Né à Montréal en 1938, licencié en droit de l’Université de Montréal, puis docteur en médecine de Laval et en santé publique de Harvard, Jean Rochon fonda en 1970, avec quelques collègues, le Département de médecine sociale et préventive de la Faculté de médecine de l’Université Laval. À partir de 1973, il a aussi dirigé le département de santé communautaire du Centre hospitalier de l’Université Laval, jusqu’en 1979, date où il devint le doyen de la Faculté de médecine. En 1985, Jean Rochon fut chargé par le gouvernement du Québec de présider une commission d’enquête sur les services de santé et les services sociaux, laquelle remit son diagnostic en 1988.

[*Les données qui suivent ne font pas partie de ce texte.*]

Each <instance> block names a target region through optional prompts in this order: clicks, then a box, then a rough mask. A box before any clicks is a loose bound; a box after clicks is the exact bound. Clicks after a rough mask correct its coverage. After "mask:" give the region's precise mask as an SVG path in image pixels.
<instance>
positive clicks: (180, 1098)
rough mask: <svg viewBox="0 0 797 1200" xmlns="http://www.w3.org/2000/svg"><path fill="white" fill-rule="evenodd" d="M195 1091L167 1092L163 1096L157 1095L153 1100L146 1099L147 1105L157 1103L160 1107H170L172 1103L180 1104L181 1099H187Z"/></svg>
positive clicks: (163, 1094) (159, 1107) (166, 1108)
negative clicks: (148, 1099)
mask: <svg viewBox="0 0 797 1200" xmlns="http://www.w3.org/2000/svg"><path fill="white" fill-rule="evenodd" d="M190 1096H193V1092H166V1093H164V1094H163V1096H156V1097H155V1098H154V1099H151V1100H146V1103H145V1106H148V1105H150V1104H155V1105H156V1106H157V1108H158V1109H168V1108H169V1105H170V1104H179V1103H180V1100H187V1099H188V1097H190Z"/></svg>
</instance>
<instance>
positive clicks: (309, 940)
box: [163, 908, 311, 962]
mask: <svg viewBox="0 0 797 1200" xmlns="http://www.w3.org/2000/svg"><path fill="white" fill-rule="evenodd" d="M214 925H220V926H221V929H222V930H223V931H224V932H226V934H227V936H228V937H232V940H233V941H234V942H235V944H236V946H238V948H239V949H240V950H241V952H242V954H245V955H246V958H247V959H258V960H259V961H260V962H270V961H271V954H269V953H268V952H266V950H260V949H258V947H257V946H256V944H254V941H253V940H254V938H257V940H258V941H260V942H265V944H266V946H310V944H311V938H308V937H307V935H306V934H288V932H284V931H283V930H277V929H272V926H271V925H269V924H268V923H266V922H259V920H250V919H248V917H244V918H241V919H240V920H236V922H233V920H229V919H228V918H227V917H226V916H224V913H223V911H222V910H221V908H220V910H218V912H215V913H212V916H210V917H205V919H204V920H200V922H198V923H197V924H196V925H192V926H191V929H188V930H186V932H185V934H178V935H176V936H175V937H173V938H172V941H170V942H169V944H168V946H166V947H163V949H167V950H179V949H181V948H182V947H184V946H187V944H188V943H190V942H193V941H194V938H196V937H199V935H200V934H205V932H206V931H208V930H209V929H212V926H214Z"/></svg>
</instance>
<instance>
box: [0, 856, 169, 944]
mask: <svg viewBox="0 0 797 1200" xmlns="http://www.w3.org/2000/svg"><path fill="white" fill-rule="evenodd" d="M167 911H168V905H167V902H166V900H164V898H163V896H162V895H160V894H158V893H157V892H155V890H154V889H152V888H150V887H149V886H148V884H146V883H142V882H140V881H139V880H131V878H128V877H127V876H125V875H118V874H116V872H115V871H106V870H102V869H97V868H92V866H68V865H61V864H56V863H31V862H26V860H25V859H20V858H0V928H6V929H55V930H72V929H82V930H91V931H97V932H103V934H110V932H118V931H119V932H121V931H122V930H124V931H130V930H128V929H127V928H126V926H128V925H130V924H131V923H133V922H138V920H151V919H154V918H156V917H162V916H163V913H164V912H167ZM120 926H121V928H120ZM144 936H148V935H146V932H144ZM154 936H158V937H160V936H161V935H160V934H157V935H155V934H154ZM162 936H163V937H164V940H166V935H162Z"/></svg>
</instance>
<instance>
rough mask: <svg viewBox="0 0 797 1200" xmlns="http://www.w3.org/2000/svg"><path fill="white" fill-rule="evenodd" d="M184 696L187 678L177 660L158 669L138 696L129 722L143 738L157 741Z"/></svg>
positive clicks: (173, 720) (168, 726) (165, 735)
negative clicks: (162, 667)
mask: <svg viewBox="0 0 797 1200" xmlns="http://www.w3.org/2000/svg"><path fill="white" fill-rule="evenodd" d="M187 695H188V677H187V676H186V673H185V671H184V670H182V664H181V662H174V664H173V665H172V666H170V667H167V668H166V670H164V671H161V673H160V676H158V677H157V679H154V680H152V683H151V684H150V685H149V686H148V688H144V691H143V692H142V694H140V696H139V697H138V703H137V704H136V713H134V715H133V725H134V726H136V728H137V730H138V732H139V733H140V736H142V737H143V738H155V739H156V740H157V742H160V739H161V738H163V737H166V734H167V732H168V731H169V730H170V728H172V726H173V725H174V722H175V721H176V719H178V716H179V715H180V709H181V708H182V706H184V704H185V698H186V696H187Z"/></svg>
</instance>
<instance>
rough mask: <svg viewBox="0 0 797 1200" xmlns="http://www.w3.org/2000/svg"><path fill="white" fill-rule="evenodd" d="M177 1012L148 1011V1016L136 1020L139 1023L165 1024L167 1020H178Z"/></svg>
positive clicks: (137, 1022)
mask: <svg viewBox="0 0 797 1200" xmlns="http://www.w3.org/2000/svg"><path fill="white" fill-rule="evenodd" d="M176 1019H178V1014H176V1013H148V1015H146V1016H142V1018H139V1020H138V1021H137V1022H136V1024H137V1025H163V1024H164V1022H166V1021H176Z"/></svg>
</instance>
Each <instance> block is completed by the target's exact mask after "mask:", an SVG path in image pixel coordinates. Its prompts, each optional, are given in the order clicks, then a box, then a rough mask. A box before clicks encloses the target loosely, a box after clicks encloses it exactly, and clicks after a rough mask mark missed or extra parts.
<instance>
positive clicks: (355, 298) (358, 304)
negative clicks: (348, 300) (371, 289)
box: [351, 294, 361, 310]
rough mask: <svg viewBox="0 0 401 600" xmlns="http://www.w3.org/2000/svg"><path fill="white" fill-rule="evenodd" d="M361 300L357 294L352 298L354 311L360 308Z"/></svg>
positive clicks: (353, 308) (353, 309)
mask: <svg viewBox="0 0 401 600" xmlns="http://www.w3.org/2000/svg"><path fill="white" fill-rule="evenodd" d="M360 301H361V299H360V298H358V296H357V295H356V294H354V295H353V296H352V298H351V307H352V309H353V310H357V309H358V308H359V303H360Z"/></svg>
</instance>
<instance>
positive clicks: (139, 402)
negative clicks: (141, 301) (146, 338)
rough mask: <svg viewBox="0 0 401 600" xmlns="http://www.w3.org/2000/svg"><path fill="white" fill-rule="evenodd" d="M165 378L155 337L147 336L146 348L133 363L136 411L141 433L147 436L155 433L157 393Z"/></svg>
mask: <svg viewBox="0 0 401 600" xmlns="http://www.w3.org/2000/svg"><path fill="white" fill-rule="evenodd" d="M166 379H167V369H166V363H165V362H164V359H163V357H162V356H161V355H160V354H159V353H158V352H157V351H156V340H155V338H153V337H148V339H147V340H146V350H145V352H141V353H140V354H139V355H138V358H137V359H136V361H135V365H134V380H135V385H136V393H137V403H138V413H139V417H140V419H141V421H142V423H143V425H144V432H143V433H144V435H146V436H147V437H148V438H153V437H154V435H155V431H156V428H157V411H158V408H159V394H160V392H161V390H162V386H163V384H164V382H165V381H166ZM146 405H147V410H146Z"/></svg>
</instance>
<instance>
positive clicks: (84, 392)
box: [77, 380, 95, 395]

De 1988 à 1993, le Dr Rochon a travaillé sur des programmes de santé publique avec l’Organisation mondiale de la Santé, à Copenhague, puis à Genève. Il a ensuite agi à titre de ministre de la Santé et des Services sociaux dans les gouvernements Parizeau et Bouchard, de 1994 à 1998, devenant ensuite ministre de la Recherche, puis du Travail. Élu député péquiste de Charlesbourg à l’Assemblée nationale en 1994, réélu en 1998, le Dr Rochon ne s’est pas représenté au scrutin de 2003. Il collabore maintenant à l’évaluation des systèmes de soins et des politiques publiques, au sein de l’Institut national de santé publique du Québec, un organisme qu’une autre loi de Jean Rochon a créé, en 1998.